Grund zur Eile gab es kaum. Chos Brotberuf als Produzent für Werbemusik finanziert das Studio und kauft der Leidenschaft Zeit. Selten zuvor war ich in einem so großzügigen Office-Space zu Gast. Die Escort-Zentrale befindet sich am südwestlichen Ende von SoHo in unmittelbarer Nähe zu Labels wie Matador oder dem US-Ableger von WARP. Wer hier residiert, kann es sich auch leisten.

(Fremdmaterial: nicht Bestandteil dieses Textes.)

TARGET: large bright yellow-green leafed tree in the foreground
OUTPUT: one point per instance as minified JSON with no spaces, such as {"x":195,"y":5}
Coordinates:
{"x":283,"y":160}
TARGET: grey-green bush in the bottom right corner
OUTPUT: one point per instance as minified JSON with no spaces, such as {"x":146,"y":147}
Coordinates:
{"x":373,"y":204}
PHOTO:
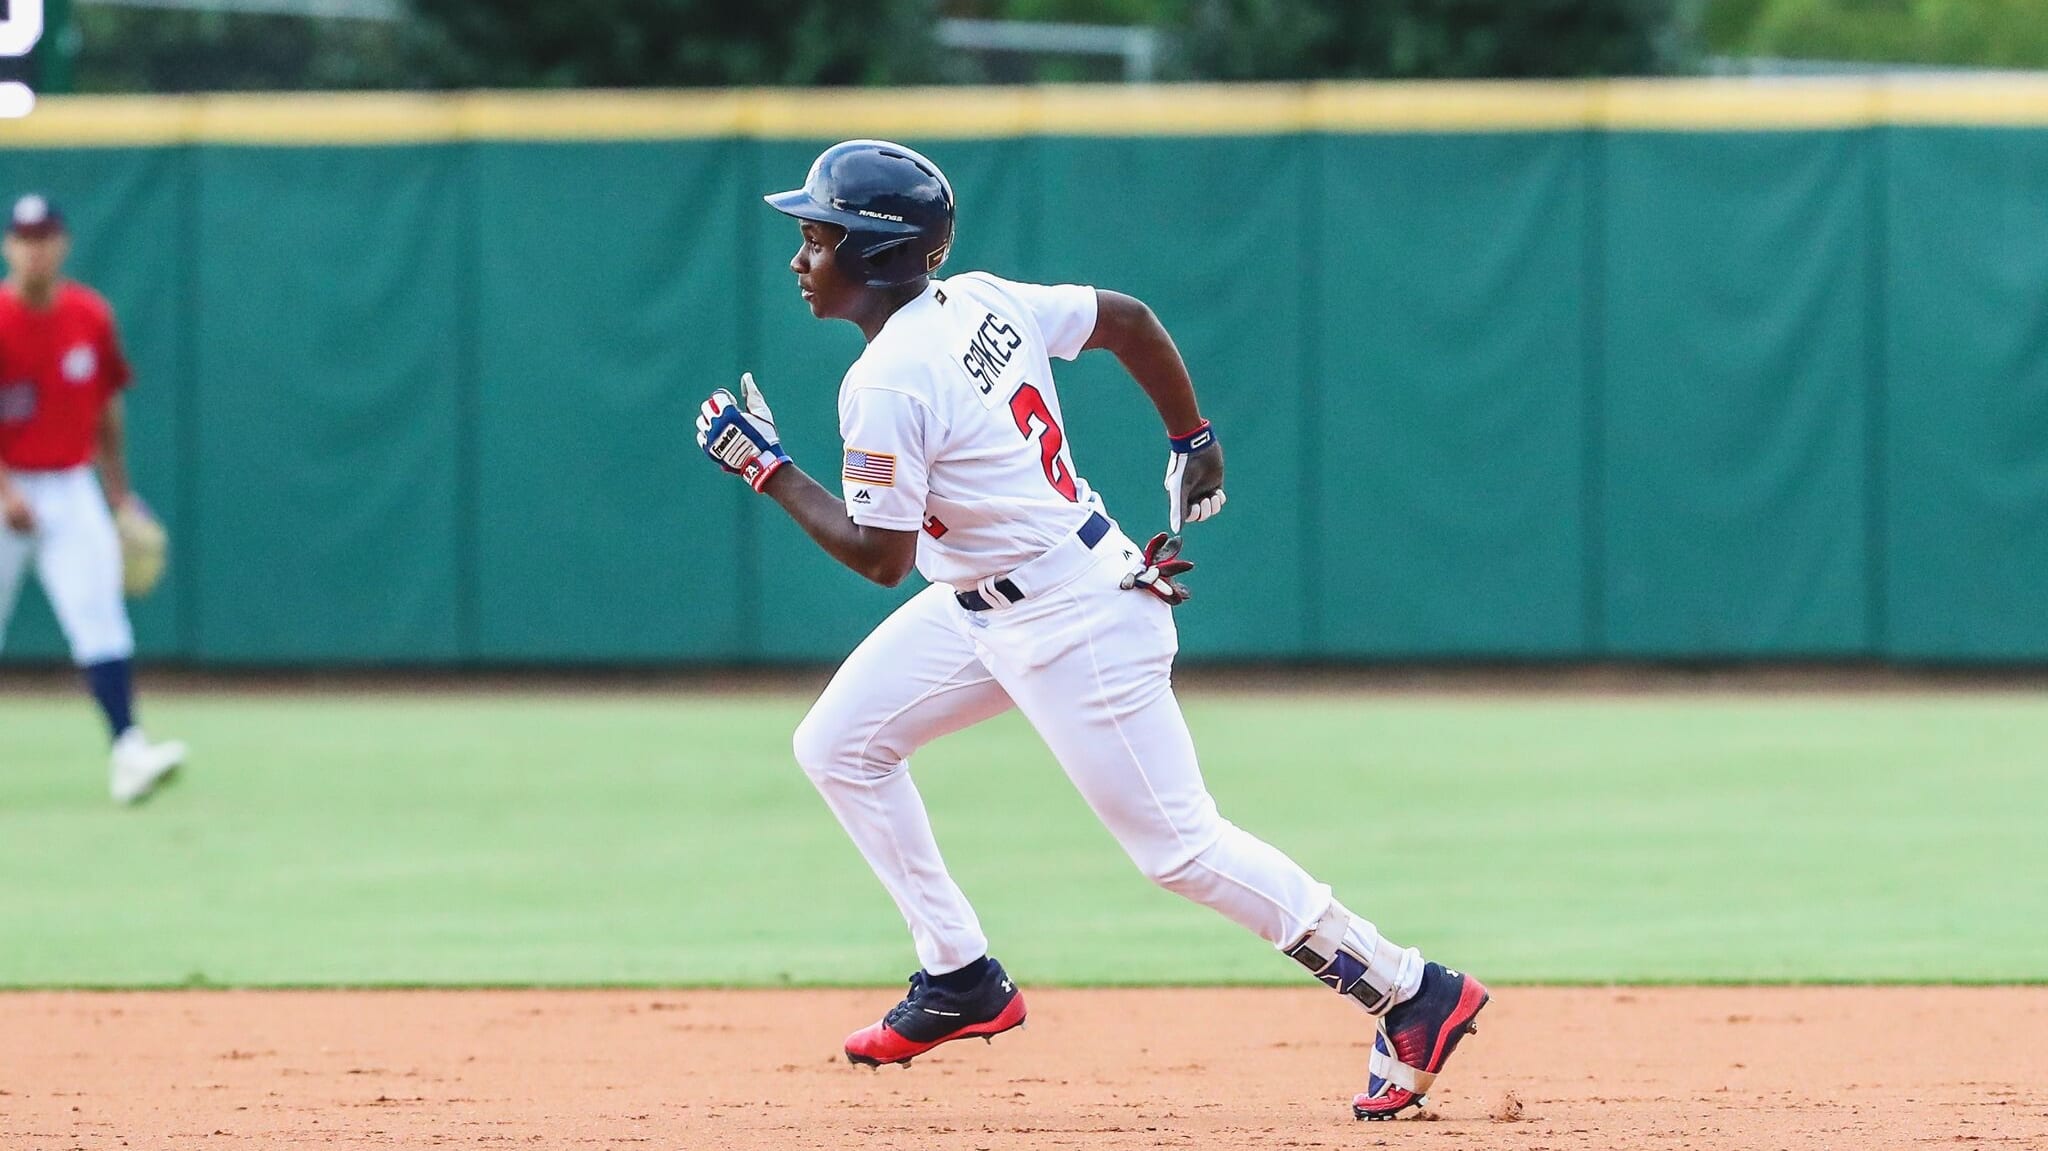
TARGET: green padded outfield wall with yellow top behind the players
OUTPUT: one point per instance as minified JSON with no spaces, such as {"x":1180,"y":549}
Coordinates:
{"x":1562,"y":372}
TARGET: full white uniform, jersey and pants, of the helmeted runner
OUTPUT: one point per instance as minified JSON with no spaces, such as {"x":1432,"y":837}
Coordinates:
{"x":953,"y":429}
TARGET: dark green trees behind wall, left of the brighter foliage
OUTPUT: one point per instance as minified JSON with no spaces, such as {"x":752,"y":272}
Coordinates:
{"x":634,"y":44}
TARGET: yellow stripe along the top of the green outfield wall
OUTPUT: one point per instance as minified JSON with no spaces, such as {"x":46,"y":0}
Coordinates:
{"x":982,"y":114}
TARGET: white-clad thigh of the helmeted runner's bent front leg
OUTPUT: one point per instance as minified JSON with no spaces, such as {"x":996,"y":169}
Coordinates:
{"x":914,"y":679}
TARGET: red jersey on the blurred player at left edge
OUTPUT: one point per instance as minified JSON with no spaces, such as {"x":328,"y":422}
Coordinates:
{"x":58,"y":372}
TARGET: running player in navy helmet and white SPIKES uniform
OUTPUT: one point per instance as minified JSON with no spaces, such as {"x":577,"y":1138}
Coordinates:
{"x":959,"y":464}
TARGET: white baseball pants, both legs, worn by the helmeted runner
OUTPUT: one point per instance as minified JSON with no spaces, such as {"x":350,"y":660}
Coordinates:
{"x":1091,"y":667}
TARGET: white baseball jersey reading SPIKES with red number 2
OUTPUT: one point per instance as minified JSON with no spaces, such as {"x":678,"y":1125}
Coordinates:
{"x":953,"y":425}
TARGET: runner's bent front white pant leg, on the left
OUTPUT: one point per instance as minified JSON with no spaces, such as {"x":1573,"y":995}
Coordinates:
{"x":912,"y":681}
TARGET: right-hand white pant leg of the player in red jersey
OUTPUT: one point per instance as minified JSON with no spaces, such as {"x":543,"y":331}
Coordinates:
{"x":79,"y":562}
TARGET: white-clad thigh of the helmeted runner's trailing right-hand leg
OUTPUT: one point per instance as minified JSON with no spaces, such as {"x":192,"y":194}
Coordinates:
{"x":1103,"y":699}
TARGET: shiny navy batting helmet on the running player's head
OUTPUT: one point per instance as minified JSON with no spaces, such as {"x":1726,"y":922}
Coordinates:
{"x":894,"y":206}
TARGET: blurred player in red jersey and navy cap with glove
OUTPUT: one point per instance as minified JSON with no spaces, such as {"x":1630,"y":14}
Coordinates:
{"x":60,"y":413}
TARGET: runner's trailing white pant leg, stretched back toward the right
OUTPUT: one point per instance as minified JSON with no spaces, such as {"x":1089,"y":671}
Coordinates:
{"x":1091,"y":667}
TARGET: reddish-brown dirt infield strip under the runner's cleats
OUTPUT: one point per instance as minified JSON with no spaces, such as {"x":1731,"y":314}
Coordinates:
{"x":1553,"y":1070}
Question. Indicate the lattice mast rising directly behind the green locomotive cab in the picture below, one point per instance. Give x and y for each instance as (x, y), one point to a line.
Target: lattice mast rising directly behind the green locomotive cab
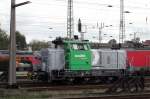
(70, 20)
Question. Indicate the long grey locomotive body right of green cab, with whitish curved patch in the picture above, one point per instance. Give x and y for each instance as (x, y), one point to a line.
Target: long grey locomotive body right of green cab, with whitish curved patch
(108, 59)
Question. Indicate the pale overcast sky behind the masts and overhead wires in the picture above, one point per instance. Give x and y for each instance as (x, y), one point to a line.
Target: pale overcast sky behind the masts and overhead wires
(35, 19)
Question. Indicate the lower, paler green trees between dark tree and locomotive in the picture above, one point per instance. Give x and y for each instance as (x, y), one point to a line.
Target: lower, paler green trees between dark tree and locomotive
(37, 45)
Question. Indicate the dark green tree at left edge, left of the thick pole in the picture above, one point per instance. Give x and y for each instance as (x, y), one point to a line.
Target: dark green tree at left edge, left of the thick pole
(4, 40)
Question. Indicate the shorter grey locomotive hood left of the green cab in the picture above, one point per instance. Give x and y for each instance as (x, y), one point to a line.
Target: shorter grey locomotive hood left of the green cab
(53, 59)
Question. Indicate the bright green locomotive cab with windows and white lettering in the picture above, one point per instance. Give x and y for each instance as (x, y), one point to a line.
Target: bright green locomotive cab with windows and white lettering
(77, 55)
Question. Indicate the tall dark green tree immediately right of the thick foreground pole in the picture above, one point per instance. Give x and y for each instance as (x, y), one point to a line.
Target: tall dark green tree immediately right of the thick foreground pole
(20, 41)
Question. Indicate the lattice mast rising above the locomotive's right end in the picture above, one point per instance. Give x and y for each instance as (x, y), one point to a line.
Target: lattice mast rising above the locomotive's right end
(122, 23)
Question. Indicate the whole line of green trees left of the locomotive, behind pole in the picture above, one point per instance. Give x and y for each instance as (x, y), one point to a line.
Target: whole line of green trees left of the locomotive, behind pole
(21, 43)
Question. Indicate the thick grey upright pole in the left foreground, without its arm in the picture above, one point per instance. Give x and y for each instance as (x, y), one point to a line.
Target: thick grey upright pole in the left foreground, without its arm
(12, 53)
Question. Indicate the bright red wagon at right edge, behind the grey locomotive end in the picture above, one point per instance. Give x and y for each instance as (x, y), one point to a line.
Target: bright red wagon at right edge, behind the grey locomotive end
(138, 58)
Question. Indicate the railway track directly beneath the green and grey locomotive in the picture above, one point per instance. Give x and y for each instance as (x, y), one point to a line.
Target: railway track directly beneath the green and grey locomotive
(39, 86)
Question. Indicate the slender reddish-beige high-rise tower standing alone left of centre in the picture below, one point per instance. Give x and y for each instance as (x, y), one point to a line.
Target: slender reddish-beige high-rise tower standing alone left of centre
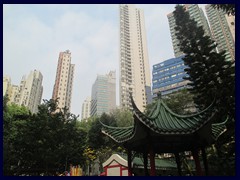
(64, 80)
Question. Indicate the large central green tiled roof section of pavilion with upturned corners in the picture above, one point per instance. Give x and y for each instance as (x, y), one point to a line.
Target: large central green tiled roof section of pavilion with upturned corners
(163, 121)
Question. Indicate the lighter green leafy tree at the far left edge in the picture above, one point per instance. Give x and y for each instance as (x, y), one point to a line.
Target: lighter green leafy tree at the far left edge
(15, 122)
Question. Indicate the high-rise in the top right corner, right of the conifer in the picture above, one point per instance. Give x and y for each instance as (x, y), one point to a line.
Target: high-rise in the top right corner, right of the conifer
(221, 31)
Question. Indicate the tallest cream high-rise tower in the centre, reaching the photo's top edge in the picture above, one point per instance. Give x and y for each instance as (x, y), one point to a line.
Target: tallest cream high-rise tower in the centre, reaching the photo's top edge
(134, 65)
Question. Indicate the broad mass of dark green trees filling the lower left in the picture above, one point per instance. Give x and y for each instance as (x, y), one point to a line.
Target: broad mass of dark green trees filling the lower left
(46, 142)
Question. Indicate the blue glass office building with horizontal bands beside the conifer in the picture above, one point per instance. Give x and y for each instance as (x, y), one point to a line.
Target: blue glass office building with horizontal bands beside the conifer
(167, 76)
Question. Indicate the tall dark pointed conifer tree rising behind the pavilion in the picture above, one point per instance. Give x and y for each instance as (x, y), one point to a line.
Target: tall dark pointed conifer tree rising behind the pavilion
(211, 76)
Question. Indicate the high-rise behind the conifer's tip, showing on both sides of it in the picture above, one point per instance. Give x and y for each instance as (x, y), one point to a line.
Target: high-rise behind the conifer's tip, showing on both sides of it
(195, 13)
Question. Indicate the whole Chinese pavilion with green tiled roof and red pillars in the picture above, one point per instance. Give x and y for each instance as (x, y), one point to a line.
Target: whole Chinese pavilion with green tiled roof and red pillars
(163, 131)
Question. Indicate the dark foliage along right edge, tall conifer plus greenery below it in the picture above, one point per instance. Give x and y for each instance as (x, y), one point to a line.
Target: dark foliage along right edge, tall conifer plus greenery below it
(212, 78)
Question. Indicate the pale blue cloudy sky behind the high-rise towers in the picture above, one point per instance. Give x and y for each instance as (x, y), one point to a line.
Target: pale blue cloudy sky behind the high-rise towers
(33, 36)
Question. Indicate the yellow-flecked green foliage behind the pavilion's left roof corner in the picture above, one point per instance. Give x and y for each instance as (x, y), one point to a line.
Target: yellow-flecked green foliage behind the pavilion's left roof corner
(100, 146)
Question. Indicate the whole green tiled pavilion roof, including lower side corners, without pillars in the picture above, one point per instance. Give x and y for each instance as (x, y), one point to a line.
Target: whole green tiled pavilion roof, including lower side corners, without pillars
(161, 121)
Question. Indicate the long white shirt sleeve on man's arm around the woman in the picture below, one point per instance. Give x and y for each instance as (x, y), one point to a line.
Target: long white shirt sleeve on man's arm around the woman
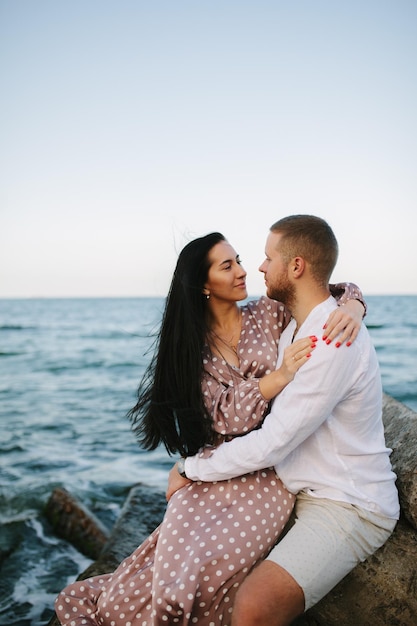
(295, 414)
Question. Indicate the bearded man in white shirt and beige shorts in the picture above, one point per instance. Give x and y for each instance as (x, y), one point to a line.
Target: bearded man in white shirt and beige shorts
(324, 436)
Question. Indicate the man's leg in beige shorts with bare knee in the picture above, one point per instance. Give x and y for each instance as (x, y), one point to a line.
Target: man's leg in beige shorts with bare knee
(326, 542)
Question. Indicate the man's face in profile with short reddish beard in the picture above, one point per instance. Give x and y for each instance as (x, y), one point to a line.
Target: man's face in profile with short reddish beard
(275, 270)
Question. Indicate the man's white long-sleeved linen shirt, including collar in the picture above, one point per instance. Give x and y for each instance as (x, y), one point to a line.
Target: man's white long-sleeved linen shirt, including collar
(324, 434)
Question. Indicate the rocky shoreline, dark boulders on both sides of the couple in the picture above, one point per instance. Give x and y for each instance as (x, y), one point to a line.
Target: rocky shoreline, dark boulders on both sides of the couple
(382, 591)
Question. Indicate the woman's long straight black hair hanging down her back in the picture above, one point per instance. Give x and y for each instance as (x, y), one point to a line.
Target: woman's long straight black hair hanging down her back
(170, 408)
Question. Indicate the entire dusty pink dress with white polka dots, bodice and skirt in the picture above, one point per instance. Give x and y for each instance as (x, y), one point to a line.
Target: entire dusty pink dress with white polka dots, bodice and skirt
(212, 534)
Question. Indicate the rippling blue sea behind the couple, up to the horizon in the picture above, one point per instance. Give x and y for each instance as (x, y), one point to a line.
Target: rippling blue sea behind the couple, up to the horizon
(69, 371)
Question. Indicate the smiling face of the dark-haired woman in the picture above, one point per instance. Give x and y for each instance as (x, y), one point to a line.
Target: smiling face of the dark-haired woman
(226, 278)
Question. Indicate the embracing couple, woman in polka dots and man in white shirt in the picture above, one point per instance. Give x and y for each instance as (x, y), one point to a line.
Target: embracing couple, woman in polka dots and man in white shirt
(257, 436)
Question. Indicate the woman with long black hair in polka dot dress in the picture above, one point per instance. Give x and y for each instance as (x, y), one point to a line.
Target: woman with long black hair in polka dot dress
(212, 377)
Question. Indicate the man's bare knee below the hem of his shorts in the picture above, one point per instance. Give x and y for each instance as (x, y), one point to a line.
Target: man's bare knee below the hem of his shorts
(268, 597)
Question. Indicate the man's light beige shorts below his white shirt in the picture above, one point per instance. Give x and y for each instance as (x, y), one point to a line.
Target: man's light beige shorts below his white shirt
(328, 539)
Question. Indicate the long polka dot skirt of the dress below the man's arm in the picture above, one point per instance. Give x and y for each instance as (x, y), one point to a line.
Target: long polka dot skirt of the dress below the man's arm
(189, 569)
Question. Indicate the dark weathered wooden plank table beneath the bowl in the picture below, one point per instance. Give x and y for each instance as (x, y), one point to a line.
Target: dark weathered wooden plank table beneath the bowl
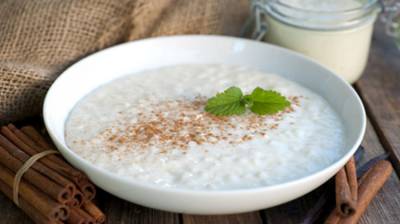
(380, 91)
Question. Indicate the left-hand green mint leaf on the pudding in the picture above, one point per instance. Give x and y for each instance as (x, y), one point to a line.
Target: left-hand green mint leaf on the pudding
(227, 103)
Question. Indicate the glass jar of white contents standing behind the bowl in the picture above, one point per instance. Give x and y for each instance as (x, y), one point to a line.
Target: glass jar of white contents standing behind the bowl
(336, 33)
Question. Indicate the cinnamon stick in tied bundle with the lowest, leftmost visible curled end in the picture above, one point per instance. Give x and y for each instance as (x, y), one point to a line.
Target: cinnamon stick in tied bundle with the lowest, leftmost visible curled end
(45, 205)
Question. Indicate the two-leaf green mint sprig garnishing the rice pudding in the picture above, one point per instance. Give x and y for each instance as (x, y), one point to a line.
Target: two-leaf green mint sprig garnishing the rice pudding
(233, 102)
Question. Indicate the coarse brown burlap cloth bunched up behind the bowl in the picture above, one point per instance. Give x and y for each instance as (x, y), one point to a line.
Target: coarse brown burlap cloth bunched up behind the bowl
(40, 38)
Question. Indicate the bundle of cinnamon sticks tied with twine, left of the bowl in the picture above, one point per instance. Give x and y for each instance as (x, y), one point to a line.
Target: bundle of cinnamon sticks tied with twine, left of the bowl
(49, 183)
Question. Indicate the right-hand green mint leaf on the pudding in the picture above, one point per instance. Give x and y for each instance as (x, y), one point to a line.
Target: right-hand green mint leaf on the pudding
(267, 101)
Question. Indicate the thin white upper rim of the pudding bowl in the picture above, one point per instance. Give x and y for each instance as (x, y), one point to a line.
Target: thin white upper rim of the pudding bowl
(64, 149)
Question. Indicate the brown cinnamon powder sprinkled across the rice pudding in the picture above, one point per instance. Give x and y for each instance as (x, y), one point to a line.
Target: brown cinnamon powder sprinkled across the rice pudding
(175, 124)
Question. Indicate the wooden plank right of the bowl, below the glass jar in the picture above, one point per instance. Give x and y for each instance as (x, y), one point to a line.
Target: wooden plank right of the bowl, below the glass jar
(380, 89)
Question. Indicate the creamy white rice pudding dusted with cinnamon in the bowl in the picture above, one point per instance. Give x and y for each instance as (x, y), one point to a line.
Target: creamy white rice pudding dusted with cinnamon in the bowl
(152, 127)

Cho und Balis schmunzeln, wenn sie darüber reden, dass sie wohl die gelebte Antithese zur aktuellen (digitalen) Mixtape-Kultur mit ihrem Veröffentlichunsstakkato wären. Am Ende der Mühsal steht ein Sound, der wie ein Fundstück aus einer Grabkammer mit Discokugel wirkt. Es lebt! Balis erklärt, dass ihm nur wenig so viel Freude bereite, wie die Kreation eines Quasi-Originals, das eben nicht von einer alten Platte stammen würde.
Christian Lehner
11 Fundstücke aus der Gegenwart
Das Escort-Debüt umfasst 11 Stücke, die vor allem den Disco der Spätphase Anfang der 80er, also bis zu Jacksons "Thriller", ausbuchstabieren. Es ist ein erfrischend gegen den Zeitgeist geschnittenes Album, das mit Plateau-Stampfern wie etwa "A Sailboat In The Moonlight" aufs Love Boat inklusive bunte Glühbirnen und Latino-Grooves entführt. Die obligatorischen Streicher-Tupfer legen in "Starlight" selbstleuchtende Stufen in den Discohimmel und mit der Variation des berühmten "Cocaine Blues"-Themas wenden sich Escort pflichtschuldig der Lieblingsbrause der altvorderen Tanzbären zu.
Ihr Ansatz, sich aus der Beschleunigung der digitalen Ära zu lösen und die Lichtpunkte in die gegensätzliche Richtung laufen zu lassen, hat – bei dementsprechendem Ergebnis – etwas zutiefst Sympathisches. Und die Kugel, sie dreht sich ohnehin ohne Unterlass immer weiter und weiter.